– Подлый ты человек! – сказала она. – Еще насмехаешься надо мной!
– Нет, Неле, – возразил Уленшпигель, – я человек, но не подлый: у нашего почтенного рода – рода старшин – есть герб, и на нем, на поле цвета bruinbier’a, изображены три серебряные кружки. А скажи, пожалуйста, Неле, неужто во Фландрии кто сеет поцелуи, тот пожинает затрещины?
– Я с тобой не разговариваю, – объявила Неле.
– Не разговариваешь, а сама раскрываешь рот и говоришь.
– Это потому, что я на тебя зла, – призналась Неле.
Уленшпигель слегка толкнул ее локтем в бок и сказал:
– Поцелуй злючку – невзлюбит, дай тычка – приголубит.
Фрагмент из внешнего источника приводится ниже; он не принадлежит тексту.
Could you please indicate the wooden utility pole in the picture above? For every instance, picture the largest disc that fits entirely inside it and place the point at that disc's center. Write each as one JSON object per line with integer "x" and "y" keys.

А ну, девчурка, я ж тебе дал тычка – приголубь меня!
Неле обернулась. Он раскрыл объятия – все еще плача, она кинулась к нему на шею и сказала:
– Ты больше не пойдешь туда, Тиль?
Но он ничего ей не ответил – ему было не до того: он сжимал ее дрожащие пальчики и осушал губами крупные капли горючих слез, ливнем хлынувших у нее из глаз.
28
Между тем доблестный город Гент отказался платить подать[48] , которую наложил его уроженец – император Карл. Карл разорил Гент – платить ему было нечем. Это было тяжкое преступление, и Карл порешил сам учинить над ним расправу.
Сыновняя плеть больнее хлещет по отцовской спине, чем всякая другая.
Враг Карла, Франциск Длинноносый[49] , предложил ему пройти через Францию. Карл согласился, и, вместо того чтобы заточить его в тюрьму, с ним там носились и воздавали ему царские почести. В борьбе против народов государи считают своим монаршим долгом объединиться.
Карл надолго задержался в Валансьенне[50] и все это время не показывал виду, что гневается. Его родной Гент жил спокойно, будучи уверен, что император простит ему его законное действие.
Карл, однако ж, с четырьмя тысячами всадников подступал к стенам города. С ним были Альба[51] и принц Оранский[52] . Простой народ и мелкие ремесленники сговорились не допустить этого сыновнего визита, для чего подняли на ноги восемьдесят тысяч горожан и селян. Однако зажиревшие купцы, так называемые hooghpoorter’ы[53] , из страха, что народ возьмет власть в свои руки, воспротивились. А между тем Гент вполне мог бы разбить в пух и прах своего сына и его четыре тысячи всадников. Но Гент любил своего сына; даже ремесленники и те вновь в него поверили.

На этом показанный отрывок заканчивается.